TODO.md
-
Rename repositories in the packages/storage to use the word Storage instead of Repository.
-
Vector Storage (not chunk storage)
- Rename the files from packages/storage/src/vector-storage to packages/storage/src/vector
- No fixed column names, use the schema to define the columns.
- Option for which column to use if there are multiple, default to the first one.
- Use @mceachen/sqlite-vec for sqlite storage.
-
Chunks and nodes are not always the same.
- And we may need to save the chunk's node path. Or paths? or document range? Standard metadata?

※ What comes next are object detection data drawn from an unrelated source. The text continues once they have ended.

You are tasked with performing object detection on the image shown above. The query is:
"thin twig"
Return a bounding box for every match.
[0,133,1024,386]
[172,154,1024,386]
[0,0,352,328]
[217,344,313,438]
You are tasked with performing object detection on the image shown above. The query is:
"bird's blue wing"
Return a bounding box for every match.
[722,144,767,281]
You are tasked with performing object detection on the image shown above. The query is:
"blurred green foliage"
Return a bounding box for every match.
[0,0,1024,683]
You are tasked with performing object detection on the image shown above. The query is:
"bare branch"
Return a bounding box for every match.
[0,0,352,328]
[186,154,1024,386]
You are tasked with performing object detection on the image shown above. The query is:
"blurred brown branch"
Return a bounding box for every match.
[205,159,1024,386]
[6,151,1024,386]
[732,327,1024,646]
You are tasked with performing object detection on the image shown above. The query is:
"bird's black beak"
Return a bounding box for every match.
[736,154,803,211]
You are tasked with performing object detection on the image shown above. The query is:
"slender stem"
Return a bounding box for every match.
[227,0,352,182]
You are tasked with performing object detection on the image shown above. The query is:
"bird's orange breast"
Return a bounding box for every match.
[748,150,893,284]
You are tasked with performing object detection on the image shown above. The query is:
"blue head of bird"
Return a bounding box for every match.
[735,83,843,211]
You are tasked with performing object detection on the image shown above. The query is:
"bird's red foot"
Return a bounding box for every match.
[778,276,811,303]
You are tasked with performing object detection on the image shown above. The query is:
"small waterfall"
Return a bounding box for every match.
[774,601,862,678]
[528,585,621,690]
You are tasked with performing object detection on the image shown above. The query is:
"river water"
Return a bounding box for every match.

- Instead of passing doc_id around, pass a document key that is of type unknown (string or object)
-
Get a better model for question answering.
-
Get a better model for named entity recognition, the current one recognized everything as a token, not helpful.
-
Titles are not making it into the chunks.
-
Tests for CLI commands.
-
Add ability for queues to specify if inputs should be converted to text, binary blob, a transferable object, structured clone, or just passed as is.
-
Add specialized versions of the task queues for hugging face transformers and tensorflow mediapipe.
-
Audio conversion like the image conversion
-
rename the registration stuff to not look ugly: registerHuggingfaceTransformers() and registerHuggingfaceTransformersUsingWorkers() and registerHuggingfaceTransformersInsideWorker()
-
fix image transferables
-
Consider different ways to connect tasks to queues. What is a task? What is a job?
onnx-community/ModernBERT-finetuned-squad-ONNX - summarization
The sqlitevectorstorage currently does not use a built in vector search. Use @mceachen/sqlite-vec for sqlite storage vector indexing.